Norme sui limiti delle emissioni e la salute umana

Martedì, 2 febbraio, il Parlamento europeo è chiamato a votare un nuovo progetto di regolamento che pur mantenendo il principio del riconoscimento reciproco cerca di correggere i molti difetti del sistema attuale. D’altro canto, i limiti fissati dalla Comunità europea sono determinati soltanto dalle “BAT”, le migliori tecniche disponibili, per il contenimento e il filtraggio delle sostanze inquinanti, a prescindere dalla  tolleranza del fisico umano. La prova ultima è rappresentata dal disinvolto comportamento con cui a Bruxelles è stata subito accolta, con il raddoppio di questi limiti, la richiesta dell’associazione di fabbricanti di automobili di un’indolore sanatoria dell’imbroglio cui era ricorsa nel momento dei controlli la VolksWagen.La leggittimità di questo provvedimento è comunque indubbia, perché prevista dalla Direttiva 2010/75/CE “Relativa alle emissioni industriali (prevenzione e riduzione integrate dell’inquinamento)” che così recita:

«Rifondendo sette atti legislativi precedenti sulle emissioni industriali, stabilisce norme per prevenire e controllare l’inquinamento nell’atmosfera, nell’acqua e nella terra e per evitare la produzione di rifiuti provenienti da grandi impianti industriali.»«Le conclusioni sulle BAT adottate dalla Commissione fanno da riferimento per stabilire le condizioni di autorizzazione. I valori limite di emissione devono essere fissati a un livello tale da garantire che le emissioni inquinanti non superino i livelli associati all’uso delle BAT. Tuttavia, se è provato che ciò porterebbe a costi sproporzionati rispetto ai benefici ambientali, i valori limite possono superare tali livelli [1] 

Tutto, peraltro, discende dalla stessa Direttiva, Capo I, Articolo 3, “Definizioni”

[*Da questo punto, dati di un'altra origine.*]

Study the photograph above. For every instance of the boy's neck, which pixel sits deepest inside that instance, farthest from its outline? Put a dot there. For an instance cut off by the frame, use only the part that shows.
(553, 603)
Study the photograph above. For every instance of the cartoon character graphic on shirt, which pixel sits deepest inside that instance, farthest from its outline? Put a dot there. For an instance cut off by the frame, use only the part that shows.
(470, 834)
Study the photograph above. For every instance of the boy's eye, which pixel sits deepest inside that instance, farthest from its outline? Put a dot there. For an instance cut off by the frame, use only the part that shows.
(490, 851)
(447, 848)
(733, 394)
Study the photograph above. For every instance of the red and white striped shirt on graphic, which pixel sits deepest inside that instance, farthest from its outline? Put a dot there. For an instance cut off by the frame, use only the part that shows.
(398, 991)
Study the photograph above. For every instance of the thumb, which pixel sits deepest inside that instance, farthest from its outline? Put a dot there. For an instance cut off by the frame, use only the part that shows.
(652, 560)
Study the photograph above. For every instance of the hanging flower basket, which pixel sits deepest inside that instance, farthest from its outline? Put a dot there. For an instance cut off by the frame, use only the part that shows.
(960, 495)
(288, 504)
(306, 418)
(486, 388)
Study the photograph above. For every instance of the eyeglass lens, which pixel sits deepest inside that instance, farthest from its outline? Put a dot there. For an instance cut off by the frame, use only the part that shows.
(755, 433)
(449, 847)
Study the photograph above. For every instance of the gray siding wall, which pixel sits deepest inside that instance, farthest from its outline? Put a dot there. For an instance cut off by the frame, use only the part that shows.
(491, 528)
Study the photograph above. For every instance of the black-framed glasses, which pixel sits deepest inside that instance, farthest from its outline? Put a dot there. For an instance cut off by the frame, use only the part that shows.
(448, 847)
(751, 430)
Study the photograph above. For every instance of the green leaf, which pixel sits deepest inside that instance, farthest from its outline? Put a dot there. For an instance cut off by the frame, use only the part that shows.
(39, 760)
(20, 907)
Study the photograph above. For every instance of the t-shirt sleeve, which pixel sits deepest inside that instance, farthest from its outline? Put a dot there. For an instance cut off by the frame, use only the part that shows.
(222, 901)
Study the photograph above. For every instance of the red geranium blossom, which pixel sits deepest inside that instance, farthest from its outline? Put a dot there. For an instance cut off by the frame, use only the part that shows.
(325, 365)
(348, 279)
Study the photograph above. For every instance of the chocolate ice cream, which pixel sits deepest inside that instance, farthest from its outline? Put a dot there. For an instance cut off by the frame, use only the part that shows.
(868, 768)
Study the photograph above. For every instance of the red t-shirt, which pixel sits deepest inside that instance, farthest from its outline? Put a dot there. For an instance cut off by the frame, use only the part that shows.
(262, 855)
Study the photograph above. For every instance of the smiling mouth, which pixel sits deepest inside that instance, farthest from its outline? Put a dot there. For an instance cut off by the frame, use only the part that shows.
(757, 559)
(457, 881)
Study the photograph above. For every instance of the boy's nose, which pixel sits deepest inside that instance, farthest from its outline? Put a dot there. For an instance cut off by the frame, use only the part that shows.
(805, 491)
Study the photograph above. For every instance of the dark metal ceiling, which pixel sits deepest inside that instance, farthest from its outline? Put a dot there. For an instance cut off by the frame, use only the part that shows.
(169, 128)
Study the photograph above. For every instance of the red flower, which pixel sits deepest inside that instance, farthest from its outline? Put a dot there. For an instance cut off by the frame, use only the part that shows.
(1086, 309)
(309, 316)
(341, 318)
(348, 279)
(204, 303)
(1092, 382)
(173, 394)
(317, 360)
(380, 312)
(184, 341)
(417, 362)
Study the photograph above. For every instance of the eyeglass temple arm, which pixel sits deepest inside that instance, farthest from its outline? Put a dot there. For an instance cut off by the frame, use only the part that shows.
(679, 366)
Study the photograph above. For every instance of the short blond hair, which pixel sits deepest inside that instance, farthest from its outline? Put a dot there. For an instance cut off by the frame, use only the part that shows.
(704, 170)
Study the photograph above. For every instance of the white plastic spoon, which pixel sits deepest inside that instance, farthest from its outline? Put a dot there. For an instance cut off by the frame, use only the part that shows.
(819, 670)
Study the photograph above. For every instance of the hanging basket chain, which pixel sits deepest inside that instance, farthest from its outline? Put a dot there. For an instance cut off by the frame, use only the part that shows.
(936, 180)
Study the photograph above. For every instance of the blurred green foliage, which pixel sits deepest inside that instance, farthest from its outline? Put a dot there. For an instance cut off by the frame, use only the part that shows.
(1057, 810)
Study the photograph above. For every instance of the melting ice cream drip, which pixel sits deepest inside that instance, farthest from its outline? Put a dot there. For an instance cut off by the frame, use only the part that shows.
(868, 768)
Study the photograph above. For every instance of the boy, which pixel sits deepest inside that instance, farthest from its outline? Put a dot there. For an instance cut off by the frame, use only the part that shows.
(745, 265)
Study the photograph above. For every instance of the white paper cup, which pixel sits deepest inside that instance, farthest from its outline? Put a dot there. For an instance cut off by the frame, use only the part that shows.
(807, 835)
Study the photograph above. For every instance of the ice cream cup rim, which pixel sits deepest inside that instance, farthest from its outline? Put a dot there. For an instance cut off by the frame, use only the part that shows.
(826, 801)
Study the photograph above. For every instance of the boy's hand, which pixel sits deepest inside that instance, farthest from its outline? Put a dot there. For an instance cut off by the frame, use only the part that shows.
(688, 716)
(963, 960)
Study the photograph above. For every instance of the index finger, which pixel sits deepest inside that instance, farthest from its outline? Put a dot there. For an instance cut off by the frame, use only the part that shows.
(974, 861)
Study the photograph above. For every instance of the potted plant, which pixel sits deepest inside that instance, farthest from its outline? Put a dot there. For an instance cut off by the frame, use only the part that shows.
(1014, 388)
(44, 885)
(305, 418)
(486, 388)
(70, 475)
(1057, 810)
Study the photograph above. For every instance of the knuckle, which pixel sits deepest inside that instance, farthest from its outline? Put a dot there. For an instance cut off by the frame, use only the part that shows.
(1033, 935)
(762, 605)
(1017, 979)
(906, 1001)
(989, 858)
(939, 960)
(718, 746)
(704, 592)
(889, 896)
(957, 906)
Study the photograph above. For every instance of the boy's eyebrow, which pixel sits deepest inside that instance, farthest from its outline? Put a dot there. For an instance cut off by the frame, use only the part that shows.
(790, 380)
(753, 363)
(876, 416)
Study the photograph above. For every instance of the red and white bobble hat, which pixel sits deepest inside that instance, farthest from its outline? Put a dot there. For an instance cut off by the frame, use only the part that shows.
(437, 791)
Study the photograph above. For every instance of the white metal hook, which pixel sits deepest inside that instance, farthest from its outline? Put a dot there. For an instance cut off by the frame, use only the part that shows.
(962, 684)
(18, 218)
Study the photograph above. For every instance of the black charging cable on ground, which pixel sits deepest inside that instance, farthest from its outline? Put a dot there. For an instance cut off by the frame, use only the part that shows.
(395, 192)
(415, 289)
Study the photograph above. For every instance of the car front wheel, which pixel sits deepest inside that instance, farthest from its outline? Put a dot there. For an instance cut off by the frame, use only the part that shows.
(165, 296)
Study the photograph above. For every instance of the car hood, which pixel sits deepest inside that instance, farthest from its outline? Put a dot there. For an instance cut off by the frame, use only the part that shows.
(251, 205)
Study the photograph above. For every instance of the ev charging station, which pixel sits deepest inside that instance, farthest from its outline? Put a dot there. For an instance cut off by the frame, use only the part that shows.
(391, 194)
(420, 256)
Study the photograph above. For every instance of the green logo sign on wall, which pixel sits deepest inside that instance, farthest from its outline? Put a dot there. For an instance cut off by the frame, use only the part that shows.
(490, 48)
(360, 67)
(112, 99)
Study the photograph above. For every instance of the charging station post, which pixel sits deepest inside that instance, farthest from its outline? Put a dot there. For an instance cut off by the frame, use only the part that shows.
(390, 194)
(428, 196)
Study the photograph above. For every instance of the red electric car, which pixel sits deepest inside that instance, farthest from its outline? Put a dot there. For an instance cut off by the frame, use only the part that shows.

Ai fini della presente direttiva si intende per:

 … «migliori tecniche disponibili», la più efficiente e avanzata fase di sviluppo di attività e relativi metodi di esercizio indicanti l’idoneità pratica di determinate tecniche a costituire la base dei valori limite di emissione e delle altre condizioni di autorizzazione intesi ad evitare oppure, ove ciò si riveli impraticabile, a ridurre le emissioni e l’impatto sull’ambiente nel suo complesso:

  • per «tecniche» sia le tecniche impiegate sia le modalità di progettazione, costruzione, manutenzione, esercizio e chiusura dell’installazione;
  • per «tecniche disponibili» le tecniche sviluppate su una scala che ne consenta l’applicazione in condizioni economicamente e tecnicamente attuabili nell’ambito del pertinente comparto industriale, prendendo in considerazione i costi e i vantaggi, indipendentemente dal fatto che siano o meno applicate o prodotte nello Stato membro di cui si tratta, purché il gestore possa avervi accesso a condizioni ragionevoli;
  • per «migliori», si intendono le tecniche più efficaci per ottenere un elevato livello di protezione dell’ambiente nel suo complesso; »[2]

È sempre questa Direttiva che consente all’UE di ignorare la annosa raccomandazione dell’OMS di almeno un dimezzamento dei limiti vigenti delle emissioni per una più efficace tutela della salute umana.